San Francisco is one of the planet's priciest real estate markets, which makes Diamond something of an outlier; the city's manufacturing base has been shrinking for decades. And she acknowledges that inertia is perhaps the main reason she hasn't moved to another, less costly venue.
"It's expensive here, but I have gigantic machinery in my factory, and moving everything would be overwhelming," she says. "Besides, I love San Francisco. I lived in Los Angeles when I first came to California, and I really didn't like it. But when I visited San Francisco and saw how beautiful it was -- the city, the Golden Gate, the green hills of Marin County on the other side of the bridge -- I just fell in love with it all. And my staff is like my family. They're an incredibly diverse and creative group of people, and many of them have been with the company for years. So when all is said and done, this is my home. I can't see living and working anywhere else."
Challenges: "We've had some serious supply chain issues during the pandemic," says Diamond. "I import materials from all over the world -- things like natural latex, coconut husks, cashmere, horsehair, hemp cordage. It all has to come in by ship, and the price of fright has tripled over the past year. Plus, what used to take six weeks to receive now takes 90 days. Shipping is basically a nightmare. Everybody's scrambling for ships, and there simply aren't enough of them to keep up with demand."

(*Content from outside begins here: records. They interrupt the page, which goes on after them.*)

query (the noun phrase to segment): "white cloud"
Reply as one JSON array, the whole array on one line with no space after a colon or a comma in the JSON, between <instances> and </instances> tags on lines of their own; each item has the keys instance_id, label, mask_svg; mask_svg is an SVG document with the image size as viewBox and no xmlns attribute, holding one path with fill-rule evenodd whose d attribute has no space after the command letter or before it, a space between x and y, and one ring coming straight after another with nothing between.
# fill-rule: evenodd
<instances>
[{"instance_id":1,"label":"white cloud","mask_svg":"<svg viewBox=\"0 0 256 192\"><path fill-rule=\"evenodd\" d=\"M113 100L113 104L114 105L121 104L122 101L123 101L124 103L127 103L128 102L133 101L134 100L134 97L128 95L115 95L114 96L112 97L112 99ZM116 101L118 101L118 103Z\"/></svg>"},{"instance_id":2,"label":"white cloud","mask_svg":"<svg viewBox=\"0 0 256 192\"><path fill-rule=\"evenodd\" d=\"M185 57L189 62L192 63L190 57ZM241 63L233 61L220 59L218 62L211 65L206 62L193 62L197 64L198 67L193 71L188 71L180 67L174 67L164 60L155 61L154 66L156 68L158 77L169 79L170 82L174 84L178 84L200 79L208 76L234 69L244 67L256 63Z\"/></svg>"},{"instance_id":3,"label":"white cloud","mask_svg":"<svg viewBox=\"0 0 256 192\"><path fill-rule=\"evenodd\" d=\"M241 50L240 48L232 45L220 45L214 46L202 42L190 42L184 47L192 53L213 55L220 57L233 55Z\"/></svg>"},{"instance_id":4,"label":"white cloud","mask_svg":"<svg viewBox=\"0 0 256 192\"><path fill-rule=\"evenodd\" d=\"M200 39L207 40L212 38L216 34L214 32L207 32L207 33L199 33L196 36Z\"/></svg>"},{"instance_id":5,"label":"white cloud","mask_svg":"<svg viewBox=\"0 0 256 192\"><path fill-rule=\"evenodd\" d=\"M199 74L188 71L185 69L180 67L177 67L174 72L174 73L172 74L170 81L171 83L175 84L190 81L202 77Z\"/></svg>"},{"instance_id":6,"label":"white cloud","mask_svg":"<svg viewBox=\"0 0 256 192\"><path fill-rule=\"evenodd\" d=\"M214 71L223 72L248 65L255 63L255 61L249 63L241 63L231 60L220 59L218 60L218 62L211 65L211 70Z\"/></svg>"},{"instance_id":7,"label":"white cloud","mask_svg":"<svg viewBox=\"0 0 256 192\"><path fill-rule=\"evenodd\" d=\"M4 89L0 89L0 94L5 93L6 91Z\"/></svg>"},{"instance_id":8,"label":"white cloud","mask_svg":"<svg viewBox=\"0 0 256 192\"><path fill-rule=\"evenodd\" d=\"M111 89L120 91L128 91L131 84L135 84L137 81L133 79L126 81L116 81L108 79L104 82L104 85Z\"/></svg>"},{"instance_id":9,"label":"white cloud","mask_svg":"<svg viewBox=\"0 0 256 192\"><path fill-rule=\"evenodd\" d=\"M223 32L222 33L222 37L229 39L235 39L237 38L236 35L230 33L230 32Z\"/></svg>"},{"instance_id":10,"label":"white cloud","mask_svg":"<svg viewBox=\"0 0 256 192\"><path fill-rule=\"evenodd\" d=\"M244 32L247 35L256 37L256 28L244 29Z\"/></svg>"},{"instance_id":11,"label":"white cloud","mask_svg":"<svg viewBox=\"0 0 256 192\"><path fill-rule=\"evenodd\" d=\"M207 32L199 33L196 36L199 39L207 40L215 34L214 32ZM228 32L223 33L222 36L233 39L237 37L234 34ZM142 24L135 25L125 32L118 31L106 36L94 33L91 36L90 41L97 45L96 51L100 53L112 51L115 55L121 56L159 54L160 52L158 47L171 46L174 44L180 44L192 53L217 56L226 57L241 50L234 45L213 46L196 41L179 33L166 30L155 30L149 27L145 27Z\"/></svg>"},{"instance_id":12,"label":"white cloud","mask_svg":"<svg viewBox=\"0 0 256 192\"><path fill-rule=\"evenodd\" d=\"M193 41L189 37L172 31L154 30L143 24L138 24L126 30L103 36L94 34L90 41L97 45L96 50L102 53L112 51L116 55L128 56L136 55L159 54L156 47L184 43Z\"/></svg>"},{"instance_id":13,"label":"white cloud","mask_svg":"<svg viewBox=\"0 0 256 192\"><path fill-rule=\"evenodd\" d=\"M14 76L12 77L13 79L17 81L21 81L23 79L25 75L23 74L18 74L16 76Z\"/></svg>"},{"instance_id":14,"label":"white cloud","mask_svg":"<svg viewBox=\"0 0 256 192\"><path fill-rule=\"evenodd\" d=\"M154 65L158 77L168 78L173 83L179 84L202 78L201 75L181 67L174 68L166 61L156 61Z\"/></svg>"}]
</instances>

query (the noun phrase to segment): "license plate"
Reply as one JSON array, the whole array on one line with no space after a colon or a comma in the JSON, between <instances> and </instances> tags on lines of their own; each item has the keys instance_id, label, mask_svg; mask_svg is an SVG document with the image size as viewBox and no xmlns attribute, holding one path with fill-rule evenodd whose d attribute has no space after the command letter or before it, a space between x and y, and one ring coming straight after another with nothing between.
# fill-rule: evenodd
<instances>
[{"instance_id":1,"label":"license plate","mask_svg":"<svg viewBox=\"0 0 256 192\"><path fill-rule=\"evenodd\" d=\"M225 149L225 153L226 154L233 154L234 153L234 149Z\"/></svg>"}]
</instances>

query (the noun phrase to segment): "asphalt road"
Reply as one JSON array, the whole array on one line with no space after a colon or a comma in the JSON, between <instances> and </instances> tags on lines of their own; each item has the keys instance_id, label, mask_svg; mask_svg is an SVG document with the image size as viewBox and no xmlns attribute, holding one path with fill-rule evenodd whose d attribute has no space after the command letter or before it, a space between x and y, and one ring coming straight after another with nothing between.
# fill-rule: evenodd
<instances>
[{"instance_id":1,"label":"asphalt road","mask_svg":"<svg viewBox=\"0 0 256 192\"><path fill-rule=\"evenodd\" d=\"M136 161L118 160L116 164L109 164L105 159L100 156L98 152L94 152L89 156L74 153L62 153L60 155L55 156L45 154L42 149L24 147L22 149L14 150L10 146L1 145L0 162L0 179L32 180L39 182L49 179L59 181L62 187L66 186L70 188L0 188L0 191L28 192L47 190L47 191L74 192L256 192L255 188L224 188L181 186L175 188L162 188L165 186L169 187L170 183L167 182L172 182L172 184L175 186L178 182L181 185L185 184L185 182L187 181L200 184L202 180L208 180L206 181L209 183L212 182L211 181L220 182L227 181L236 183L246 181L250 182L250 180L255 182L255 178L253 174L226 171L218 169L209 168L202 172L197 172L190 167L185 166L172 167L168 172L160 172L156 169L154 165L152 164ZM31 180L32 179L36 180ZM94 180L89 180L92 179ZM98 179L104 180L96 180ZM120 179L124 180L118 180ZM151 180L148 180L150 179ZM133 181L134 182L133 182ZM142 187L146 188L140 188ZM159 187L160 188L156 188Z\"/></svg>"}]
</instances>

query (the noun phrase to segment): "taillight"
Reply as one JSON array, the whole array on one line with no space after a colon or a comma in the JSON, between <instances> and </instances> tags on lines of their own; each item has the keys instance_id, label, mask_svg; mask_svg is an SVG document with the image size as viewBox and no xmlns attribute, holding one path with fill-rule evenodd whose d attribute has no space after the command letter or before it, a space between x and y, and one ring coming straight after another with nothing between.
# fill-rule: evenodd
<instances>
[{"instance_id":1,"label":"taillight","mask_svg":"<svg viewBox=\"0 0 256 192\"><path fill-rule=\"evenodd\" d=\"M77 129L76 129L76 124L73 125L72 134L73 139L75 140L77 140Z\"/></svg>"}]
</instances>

Opportunities: "To a large degree we make our own opportunities," Diamond says. "I always try to have something new up my sleeve. I'm a vertical retailer. I make my products and I sell them at the other end. That gives me some leeway, so I don't have to raise prices on my customers to maintain a reasonable profit. Not only does that ensure customer loyalty -- I think everyone should be able to afford safe, natural products. I'm also working with the hospitality business to develop a line of antimicrobial furniture, mattresses, and toppers from cotton impregnated with copper ions via a process developed in Israel. We think there's tremendous potential for us there."
Needs" "I can always use new types of materials and new sources," says Diamond. "For example, right now I'm looking into a company in Mexico that's making latex from cactus. And I'm investigating another company developing Tencel [a textile known for its softness] from wood pulp. If it's natural, sustainable, non-toxic, new and different, I'm interested in it."